Melihat ibunya melamun Ida anak bungsu ibu muda itu tanggap apa yang 
membuat ibunya termenung,  gadis kecil yang baru berusia 8 tahun itu 
bergegas menghampiri ibunya sembari memijat kaki sang ibu yang tampak 
urat-urat hijau menonjol keluar. “Buk, Ida mau kelur dulu ya, tadi Ida 
diminta tolong untuk tetangga menjada anaknya yang balita” Kata Ida 
meinta ijin kepada Ibunya. Sang Ibu hanya tertegun dan tak bisa 
berkata-kata selain hanya menganuk-angukan kepalanya dan lalu mengelus 
kening Ida. “Hati-Hati ya Nduk, jangan nakal”. Kata sang ibu muda itu, 
tampak titik air diujung matanya.  Kini dirumahnya yang bocor 
dimana-mana dia hanya bisa memeluka dua anaknya yang lain.
Setelah
 hujan redah kurang lebih pukul depalan malam Ida anak perempuan 
mungilnya pulang lalu ia bergegas menemui ibunya yang sedang menyetrika 
pakaian, setiap hari pekerjaan ibu muda ini lebih banyak menyetrika 
pakaian milik tetangga. “Bu, Ida dapat rejeki”. Kata gadis kecil itu 
sembari menunjukan sebuah radio kecil ditangan kanannya. “Apa itu nduk, 
punya siapa radio itu” tanya ibu muda itu. “Tadi aku di kasih Pak Kamsu 
Radio ini katanya sudah gak dipakai lagi, tapi masih bisa kok bu”. Jawab
 Ida. Ibu muda itu segera berlari dan menghapiri anaknya yang membawa 
sebuah radio. “Ida, kamu harus jujur ini punya siapa, kamu dikasih apa 
mengambil milik orang lain”. Tanya ibu muda itu lagi. “Aku di kasih bu, 
 pak Kamsu bilang boleh diambil aku tapi gak boleh sampai tahu anaknya, 
karena ini milik anaknya”. “Nduk, kembalikan lagi ya, ibu kuatir besok 
anaknya marah, ya nduk lain waktu kalau ibu ada rejeki pasti membelikan 
kamu Radio”. Bujuk ibu muda itu sambil mengelus-elus rambut Ida.

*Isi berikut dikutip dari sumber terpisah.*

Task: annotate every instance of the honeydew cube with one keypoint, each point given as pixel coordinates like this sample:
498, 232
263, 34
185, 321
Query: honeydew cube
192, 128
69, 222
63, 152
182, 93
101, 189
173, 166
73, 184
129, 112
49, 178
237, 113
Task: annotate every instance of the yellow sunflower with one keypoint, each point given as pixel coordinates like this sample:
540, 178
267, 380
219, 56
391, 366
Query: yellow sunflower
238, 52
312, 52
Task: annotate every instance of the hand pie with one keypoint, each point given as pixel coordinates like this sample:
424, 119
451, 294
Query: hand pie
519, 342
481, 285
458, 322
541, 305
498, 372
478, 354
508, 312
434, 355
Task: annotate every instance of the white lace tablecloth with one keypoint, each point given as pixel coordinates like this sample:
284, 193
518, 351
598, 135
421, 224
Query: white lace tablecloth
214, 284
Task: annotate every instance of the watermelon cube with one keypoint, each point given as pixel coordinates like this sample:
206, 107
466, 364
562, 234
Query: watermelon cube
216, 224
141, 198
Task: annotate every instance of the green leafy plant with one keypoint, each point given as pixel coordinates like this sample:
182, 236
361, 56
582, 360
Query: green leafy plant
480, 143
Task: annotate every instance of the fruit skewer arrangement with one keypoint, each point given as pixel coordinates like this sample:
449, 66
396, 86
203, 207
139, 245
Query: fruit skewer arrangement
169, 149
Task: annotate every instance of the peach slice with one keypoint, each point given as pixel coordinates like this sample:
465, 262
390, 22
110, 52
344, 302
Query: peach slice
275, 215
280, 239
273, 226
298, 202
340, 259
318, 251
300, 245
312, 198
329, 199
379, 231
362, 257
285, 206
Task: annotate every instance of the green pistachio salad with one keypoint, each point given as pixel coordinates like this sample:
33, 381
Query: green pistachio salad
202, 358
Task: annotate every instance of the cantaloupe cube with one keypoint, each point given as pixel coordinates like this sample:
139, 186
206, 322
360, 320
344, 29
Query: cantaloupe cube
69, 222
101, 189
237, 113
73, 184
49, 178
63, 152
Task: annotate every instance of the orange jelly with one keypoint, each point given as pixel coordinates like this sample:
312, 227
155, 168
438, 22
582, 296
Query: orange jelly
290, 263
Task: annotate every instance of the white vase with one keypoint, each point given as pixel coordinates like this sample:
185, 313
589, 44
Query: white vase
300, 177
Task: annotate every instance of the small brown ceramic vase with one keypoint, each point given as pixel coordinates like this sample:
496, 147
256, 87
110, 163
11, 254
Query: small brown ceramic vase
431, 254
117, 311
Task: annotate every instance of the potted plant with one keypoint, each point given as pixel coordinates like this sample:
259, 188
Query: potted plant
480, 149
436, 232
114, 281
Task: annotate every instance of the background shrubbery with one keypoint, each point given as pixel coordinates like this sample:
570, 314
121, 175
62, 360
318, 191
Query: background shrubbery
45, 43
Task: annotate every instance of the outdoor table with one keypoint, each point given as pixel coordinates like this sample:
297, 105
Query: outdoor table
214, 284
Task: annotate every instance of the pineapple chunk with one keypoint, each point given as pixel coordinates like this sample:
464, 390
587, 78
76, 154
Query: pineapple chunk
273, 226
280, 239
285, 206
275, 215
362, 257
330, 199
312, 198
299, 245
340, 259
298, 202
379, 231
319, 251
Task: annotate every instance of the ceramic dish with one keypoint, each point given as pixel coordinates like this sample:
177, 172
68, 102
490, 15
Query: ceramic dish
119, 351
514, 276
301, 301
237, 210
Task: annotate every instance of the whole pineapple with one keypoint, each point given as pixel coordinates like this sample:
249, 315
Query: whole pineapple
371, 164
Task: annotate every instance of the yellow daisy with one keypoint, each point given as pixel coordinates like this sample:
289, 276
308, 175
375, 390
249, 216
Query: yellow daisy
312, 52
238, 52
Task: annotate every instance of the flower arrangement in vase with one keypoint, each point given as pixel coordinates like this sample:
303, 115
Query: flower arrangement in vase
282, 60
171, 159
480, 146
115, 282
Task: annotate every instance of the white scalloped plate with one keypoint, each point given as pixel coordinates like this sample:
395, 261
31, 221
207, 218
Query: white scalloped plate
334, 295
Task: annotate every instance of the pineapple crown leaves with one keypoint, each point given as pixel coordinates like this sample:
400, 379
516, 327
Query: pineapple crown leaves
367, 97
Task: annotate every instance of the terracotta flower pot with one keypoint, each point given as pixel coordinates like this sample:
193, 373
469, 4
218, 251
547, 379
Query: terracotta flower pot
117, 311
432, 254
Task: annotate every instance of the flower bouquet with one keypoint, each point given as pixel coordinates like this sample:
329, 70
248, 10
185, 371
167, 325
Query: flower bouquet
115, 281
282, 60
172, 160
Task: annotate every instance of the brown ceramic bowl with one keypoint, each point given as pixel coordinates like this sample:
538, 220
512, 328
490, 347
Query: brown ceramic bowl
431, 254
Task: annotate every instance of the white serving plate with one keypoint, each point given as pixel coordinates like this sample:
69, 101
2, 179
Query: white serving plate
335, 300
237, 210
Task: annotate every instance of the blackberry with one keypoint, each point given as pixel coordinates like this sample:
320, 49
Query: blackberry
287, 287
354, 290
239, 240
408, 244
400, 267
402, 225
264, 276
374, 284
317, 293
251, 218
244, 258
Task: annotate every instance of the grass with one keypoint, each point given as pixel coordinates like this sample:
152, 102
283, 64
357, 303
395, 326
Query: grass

Kasih 
sayang sang ibu ternyata meruntuhkan keinginan Ida untuk memiliki radio 
itu dan segera merelakan hadiahnya tadi untuk dikembalikan lagi.
Keesokan
 harinya sepeti yang diperkirakankan sebelumnya tak ada beras yang bisa 
dimasak, Ibu muda itu hanya mondar mandir didapur mencari akal 
mengantisipasi kelaparan anak-anaknya. Segera dia membawa sebuah bakul 
lalu dia gendong anaknya yang paling kecil berkeliling menemui 
saudara-saudara suaminya dengan harapan ada yang mau meminjami beras 
segengam untuk bisa dia masak, namun setelah lama berkeliling bakul itu 
tetap kosong. Ida tampak prihatin dengan kejadian yang menimpa ibunya, 
belum lagi hari ini sepertinya mbok Limbuk sang rentenir pasti akan 
datang untuk menagih bunga hutang sang ibu. Ditengah kegelisahan dia 
mengajak adik laki-lakinya ke pasar dekat rumah yang merupakan tempat 
dia bermain sekaligus mencari recehan untuk membantu ibunya.
Dengan
 membawa gombal lusuh dia menawarkan ketiap orang yang membawa sepeda 
atau motor untuk dia bersihkan dengan harapan mendapat upah. Namun tidak
 satupun pagi ada yang mau menggunkan jasanya. “Mbak, aku lapar” rintih 
adik laki-lakinya sambil memegang perutnya. “sabar dik, tar lagi pasti 
dapat uang, tunggu sebentar ya”. Bisik Ida menenangkan siadik yang 
lapar, dan si adik laki-lakinya hanya mengguk lemas. Tiba-tiba wajah Ida
 tampak cerah dan bibirnya mengembang seyum “Dek kamu suka Beton kan?” 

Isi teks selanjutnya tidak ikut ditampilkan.